US REITs Are Red Hot

Summertime sizzle was on full display last week for US real estate investment trusts (REITs). These securities delivered the strongest gains for the five trading days through July 22, based on set of ETF proxies for the major asset classes. US REITs also continue to hold the top spot for the trailing one-year period.

The Vanguard REIT climbed nearly 1.9% last week—the fund’s fourth consecutive weekly gain. In close pursuit: foreign-listed real estate securities via Vanguard Global ex-US Real Estate (VNQI), which added 1.3%.

Last week’s big loser: broadly defined commodities. The iPath Bloomberg Commodity (DJP) tumbled 2.8%. The slide left DJP just slightly above its 200-day moving average, raising the possibility that the firmer pricing in commodities that’s been visible in recent months may be vulnerable to reversing.

Meantime, the upside bias in assets overall last week continued to lift the Global Markets Index (GMI.F), an investable, unmanaged benchmark that holds all the major asset classes in market-value weights. GMI.F climbed 0.2% for the five trading days through Friday.


In the one-year-return column, US REITs pushed higher into positive territory, rising nearly 22% in total return terms—far above the rest of the field.


What’s driving REITs higher? A number of factors, including relatively high yields–an increasingly attractive feature in a yield-starved world where low and in some cases negative rates prevail. From a business-operating perspective, REITs score high marks as well, according to Brad Thomas via Forbes:

In the current environment there are not a lot of inflationary factors on the horizon and for REITs the overall costs of capital keeps dropping, which means that profit margins are widening. In our view, there are really only two catalysts that could spark a REIT selloff: (1) a dramatic rise in rates, or (2) a recession.

Just as REITs dominate the winner’s circle for one-week and one-year returns, commodities are a two-time loser for those trailing-return slots. DJP remains dead last in the horse race for the major asset classes over the past year. The ETN is down nearly 13% as of last Friday vs. a year ago.

“With a few exceptions, the prices of industrial commodities have taken another hit … pressured by profit taking and renewed strength in the US dollar,” Capital Economics advises in a research note.
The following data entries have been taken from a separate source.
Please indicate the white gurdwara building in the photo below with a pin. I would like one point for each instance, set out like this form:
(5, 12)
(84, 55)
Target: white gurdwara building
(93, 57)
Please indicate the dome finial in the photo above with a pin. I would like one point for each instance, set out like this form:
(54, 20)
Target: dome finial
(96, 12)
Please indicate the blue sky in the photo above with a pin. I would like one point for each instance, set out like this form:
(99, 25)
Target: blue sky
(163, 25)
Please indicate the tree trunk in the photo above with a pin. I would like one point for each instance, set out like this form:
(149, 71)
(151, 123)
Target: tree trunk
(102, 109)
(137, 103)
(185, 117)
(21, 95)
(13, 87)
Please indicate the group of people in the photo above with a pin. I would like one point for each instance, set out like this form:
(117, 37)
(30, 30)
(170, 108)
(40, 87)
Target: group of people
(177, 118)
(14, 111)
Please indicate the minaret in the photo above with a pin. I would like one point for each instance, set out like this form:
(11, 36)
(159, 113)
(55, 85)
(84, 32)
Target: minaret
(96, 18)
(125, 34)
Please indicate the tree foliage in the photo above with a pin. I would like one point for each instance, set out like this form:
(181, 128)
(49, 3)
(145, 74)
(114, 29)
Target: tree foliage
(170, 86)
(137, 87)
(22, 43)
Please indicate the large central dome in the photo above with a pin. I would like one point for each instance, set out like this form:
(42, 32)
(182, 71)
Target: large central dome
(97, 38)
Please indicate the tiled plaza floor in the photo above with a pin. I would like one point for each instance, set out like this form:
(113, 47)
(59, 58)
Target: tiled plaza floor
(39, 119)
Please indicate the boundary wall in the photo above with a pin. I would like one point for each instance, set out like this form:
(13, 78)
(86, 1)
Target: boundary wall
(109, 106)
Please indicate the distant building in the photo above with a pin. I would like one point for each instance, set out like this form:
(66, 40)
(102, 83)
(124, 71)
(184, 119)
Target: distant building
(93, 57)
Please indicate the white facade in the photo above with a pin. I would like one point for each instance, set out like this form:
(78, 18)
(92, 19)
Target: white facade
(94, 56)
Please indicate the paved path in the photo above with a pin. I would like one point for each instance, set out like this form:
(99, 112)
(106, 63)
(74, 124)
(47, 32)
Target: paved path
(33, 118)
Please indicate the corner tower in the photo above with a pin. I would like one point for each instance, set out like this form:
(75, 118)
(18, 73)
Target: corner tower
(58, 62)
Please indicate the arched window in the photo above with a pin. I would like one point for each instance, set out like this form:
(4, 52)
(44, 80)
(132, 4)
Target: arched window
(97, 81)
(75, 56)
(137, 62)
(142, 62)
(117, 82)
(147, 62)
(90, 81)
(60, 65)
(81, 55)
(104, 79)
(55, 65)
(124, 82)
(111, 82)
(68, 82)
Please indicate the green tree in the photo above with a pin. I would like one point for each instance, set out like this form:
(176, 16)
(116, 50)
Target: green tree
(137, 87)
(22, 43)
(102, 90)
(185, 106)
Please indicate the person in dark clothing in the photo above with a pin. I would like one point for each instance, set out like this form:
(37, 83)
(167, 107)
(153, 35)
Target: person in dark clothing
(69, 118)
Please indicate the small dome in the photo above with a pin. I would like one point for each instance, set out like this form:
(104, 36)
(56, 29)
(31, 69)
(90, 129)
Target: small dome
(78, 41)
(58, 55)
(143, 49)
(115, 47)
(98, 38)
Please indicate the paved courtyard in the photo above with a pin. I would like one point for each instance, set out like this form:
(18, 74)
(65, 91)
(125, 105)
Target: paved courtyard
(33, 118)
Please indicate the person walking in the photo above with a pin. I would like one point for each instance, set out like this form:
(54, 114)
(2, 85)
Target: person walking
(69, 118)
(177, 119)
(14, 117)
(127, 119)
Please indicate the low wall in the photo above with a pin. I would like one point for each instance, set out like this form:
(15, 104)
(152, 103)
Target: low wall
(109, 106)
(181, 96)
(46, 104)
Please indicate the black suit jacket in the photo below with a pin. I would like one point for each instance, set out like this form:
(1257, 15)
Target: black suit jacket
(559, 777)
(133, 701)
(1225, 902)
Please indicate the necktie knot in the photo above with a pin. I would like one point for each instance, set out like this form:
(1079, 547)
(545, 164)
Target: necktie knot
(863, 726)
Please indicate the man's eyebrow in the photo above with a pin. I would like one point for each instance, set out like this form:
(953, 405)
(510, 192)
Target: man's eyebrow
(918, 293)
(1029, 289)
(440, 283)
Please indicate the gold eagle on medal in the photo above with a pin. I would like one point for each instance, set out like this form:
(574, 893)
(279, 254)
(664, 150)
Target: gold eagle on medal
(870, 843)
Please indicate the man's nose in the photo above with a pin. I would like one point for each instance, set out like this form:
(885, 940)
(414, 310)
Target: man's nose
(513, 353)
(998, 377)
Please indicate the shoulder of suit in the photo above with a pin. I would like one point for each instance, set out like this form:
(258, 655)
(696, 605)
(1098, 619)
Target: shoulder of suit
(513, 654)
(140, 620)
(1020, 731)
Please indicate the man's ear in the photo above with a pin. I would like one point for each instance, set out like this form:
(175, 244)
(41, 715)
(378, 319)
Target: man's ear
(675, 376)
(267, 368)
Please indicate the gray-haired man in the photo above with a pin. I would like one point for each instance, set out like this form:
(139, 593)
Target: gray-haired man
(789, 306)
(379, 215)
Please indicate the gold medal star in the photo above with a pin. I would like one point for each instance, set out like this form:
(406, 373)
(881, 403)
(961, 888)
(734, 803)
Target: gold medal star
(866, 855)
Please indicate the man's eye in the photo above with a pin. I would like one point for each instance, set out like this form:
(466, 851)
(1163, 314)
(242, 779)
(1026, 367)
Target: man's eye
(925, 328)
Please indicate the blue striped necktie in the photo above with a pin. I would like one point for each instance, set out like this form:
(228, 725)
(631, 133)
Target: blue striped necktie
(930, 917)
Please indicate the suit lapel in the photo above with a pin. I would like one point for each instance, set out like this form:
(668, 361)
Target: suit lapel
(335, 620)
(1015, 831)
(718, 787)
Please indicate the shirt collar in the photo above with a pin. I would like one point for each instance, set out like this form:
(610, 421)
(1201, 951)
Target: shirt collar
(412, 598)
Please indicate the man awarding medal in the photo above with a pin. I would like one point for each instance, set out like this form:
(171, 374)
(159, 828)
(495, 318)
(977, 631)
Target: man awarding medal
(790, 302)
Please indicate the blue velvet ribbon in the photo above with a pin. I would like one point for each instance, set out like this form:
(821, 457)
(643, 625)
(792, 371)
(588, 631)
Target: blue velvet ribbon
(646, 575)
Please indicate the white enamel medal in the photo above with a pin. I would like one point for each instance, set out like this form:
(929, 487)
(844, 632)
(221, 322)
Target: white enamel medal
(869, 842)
Meantime, a “glut of products” continues to weigh on energy prices.

A firmer greenback could revive prices for commodities, but relief on this front by way of a rate hike from the Federal Reserve doesn’t appear likely at the FOMC meeting that’s scheduled for Wednesday, July 27.’s consensus forecast calls for no change in the Fed funds rate, which is currently at a 0.25%-to-0.50% range. If the prediction holds, the bullish case for commodities will turn to the next FOMC confab.

“The Fed is very unlikely to spring any surprises [at Wednesday’s meeting], but a September rate hike is a distinct possibility,” according to Capital Economics.